Book Reviews

Book Reviews


Book Review: Four Obsessions of an Extraordinary Executive, by Patrick Lencioni


By Stephen Northcutt
The Four Obsessions of an Extraordinary Executive

Rob Vandenbrink recommended a few Patrick Lencioni books and this was the first one I read. If you are taking it on a plane it is only about a two hour read. I saw a review on Amazon that says, "concise, compelling, simple, and wise look at the role of a leader in an organization." and that describes the book very well. The author illustrates his points with a story that he calls a fable, even though the characters in a fable are usually animals or similar and these characters are people in a business. The book's story is about a technology consulting company run by a very effective and wise CEO, Rich O'Connor. Early in the story Rich reached the breaking point trying to do it all and had what the author refers to as a "Desparate Epiphany". He did something every leader should do and asked himself the question:

What is the one thing I do that really matters to the firm?

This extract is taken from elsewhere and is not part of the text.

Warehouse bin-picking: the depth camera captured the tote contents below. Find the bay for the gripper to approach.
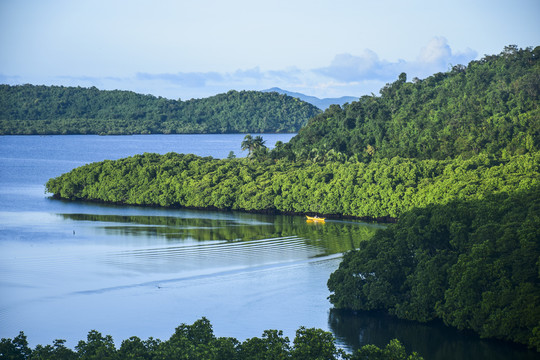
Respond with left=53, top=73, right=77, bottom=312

From there O'Connor developed and lived by four disciplines which form and maintain the health of the organization's culture. That is a key to the book, one of the first things Lencioni brings up when we jump out of the story into the restatement of the principles, organizational health, essentially taking the fun out of dysfunctional.

The four disciplines are:
  • Build and Maintain a Cohesive Leadership Team. This is the kind of stuff you read about in Good to Great, vigorous debate, followed by a close sense of teamwork when the time for debate is done.
  • Create Organizational Clarity, they don't recommend mission statements, but in my world this would be where mission, vision, value statements and doctrine come in.
  • Over-Communicate Organizational Clarity, this reminds me of the Jack Welch leadership book when he was trying to introduce Six Sigma at GE and he had to tell em and tell em and tell em every chance he got to share his vision with the company.
  • Reinforce Organizational Clarity Through Human Systems, this is where the HR stuff comes into play, hiring profiles, we want to hire people that are like this. In the book there was a lot of focus on performance reviews and that is important and then rewards and recognition.
Good stuff, good reminder. I know we don't do enough of this at SANS and we have been adding headcount so we need to do more of it. The book came along just at the right time. I think I will go seek a quiet place and ask the question,
"What is the one thing I do that really matters to the firm?"